Quel régime d’imposition pour vos dividendes ?

Les dividendes et produits assimilés perçus par les contribuables personnes physiques sont imposés au barème progressif de l’impôt sur le revenu et sont soumis préalablement, en principe, à un prélèvement à la source obligatoire de 21 % non libératoire de l’impôt sur le revenu.


Quelles sont les modalités d’imposition des dividendes soumis au barème progressif de l’impôt sur le revenu ?

Les revenus distribués par une société en vertu d’une décision régulière des organes compétents (les dividendes, acomptes sur dividendes, distributions exceptionnelles, distributions de réserves, le boni de liquidation, etc.) sont soumis au barème progressif de l’impôt sur le revenu après application d’un abattement de 40 %.
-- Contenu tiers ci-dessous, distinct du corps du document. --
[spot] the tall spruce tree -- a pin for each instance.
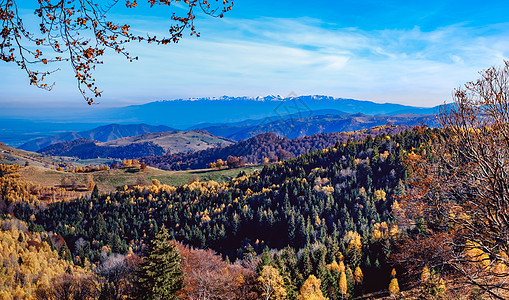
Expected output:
(161, 275)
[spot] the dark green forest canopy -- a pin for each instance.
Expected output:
(311, 206)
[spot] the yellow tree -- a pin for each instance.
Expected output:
(343, 285)
(310, 290)
(358, 276)
(394, 287)
(271, 284)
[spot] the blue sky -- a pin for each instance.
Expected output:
(407, 52)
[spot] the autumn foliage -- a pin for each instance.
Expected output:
(80, 33)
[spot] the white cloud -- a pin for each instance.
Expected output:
(277, 56)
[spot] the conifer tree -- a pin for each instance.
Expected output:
(161, 274)
(310, 290)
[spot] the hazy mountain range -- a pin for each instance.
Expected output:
(102, 134)
(230, 117)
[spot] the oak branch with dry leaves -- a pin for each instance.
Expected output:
(460, 190)
(79, 32)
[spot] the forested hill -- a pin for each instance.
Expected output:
(103, 134)
(328, 213)
(266, 145)
(299, 125)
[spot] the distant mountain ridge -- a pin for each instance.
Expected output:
(148, 144)
(238, 109)
(293, 126)
(265, 145)
(102, 134)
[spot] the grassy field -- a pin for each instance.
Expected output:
(109, 180)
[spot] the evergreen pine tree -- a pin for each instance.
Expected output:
(161, 274)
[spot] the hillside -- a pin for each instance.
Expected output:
(266, 145)
(151, 144)
(103, 134)
(174, 141)
(88, 149)
(235, 109)
(109, 180)
(314, 122)
(326, 213)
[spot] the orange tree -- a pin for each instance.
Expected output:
(457, 207)
(79, 32)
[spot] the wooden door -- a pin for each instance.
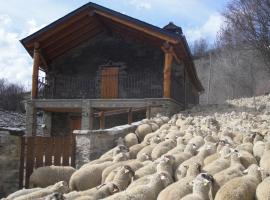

L’abattement de 40 % est applicable non seulement aux revenus distribués par les sociétés françaises, mais également à ceux distribués par les sociétés étrangères ayant leur siège dans un Etat de l’Union européenne ou dans un Etat ou territoire ayant conclu avec la France une convention d’assistance administrative en vue de lutter contre la fraude et l’évasion fiscales. Il doit s’agir de sociétés passibles de l’impôt sur les sociétés (sociétés françaises) ou d’un impôt équivalent (sociétés étrangères), ou bien de sociétés soumises sur option à cet impôt.

Remarque : le montant de cet abattement n’est pas plafonné.

Le montant ainsi obtenu est soumis à l’impôt sur le revenu selon le barème progressif et doit être mentionné par le contribuable sur la déclaration 2042 pour leur montant brut.

Remarque : à noter qu’une quote-part de CSG fixée à 5,1 % est déductible du revenu global.

 Comment appliquer le prélèvement à la source obligatoire ?

A compter du 1er janvier 2013, il a été mis en place un prélèvement à la source obligatoire, mais non libératoire de l’impôt sur le revenu, dont le taux est fixé à 21 %.

Ce prélèvement à la source est applicable à l’ensemble des revenus distribués, quelle qu’en soit la source et même s’ils ne sont pas éligibles à l’abattement de 40 %, perçus par les contribuables fiscalement domiciliés en France.

Toutefois, le prélèvement ne s’applique pas :

• aux revenus distribués pris en compte pour la détermination du résultat imposable d’une entreprise réalisant des BIC, BA ou BNC ;

• aux revenus des titres détenus dans un PEA.

Peuvent demander à être dispensés du prélèvement à la source les contribuables membres d’un foyer fiscal ayant un revenu fiscal de référence (de l’avant-dernière année) inférieur à :

• 50 000 € pour les contribuables célibataires, veufs ou divorcés ;

• ou 75 000 € pour les contribuables soumis à imposition commune.

La demande de dispense est formulée par le dépôt d’une attestation sur l’honneur avant le 30 novembre de l’année précédant celle du paiement auprès de l’établissement assurant le paiement des revenus.

Le prélèvement de 21 % est opéré sur le montant brut des revenus distribués par l’établissement payeur, sans qu’aucune déduction ne puisse être pratiquée.

Il constitue un acompte d’impôt sur le revenu, de sorte qu’il est imputable sur le montant de l’impôt sur le revenu dû par le contribuable.

Le prélèvement est opéré avec les prélèvements sociaux et versé dans les 15 premiers jours du mois suivant celui du paiement des revenus, accompagné de la déclaration n° 2777 (ou 2777-D).

Remarque : lorsque l’établissement payeur est établi hors de France, le prélèvement est acquitté par le contribuable lui-même dans les 15 premiers jours du mois suivant le paiement des revenus. Toutefois, si l’établissement payeur est situé dans un Etat de l’Union européenne ou de l’Espace économique européen, le contribuable peut le mandater pour qu’il effectue le versement.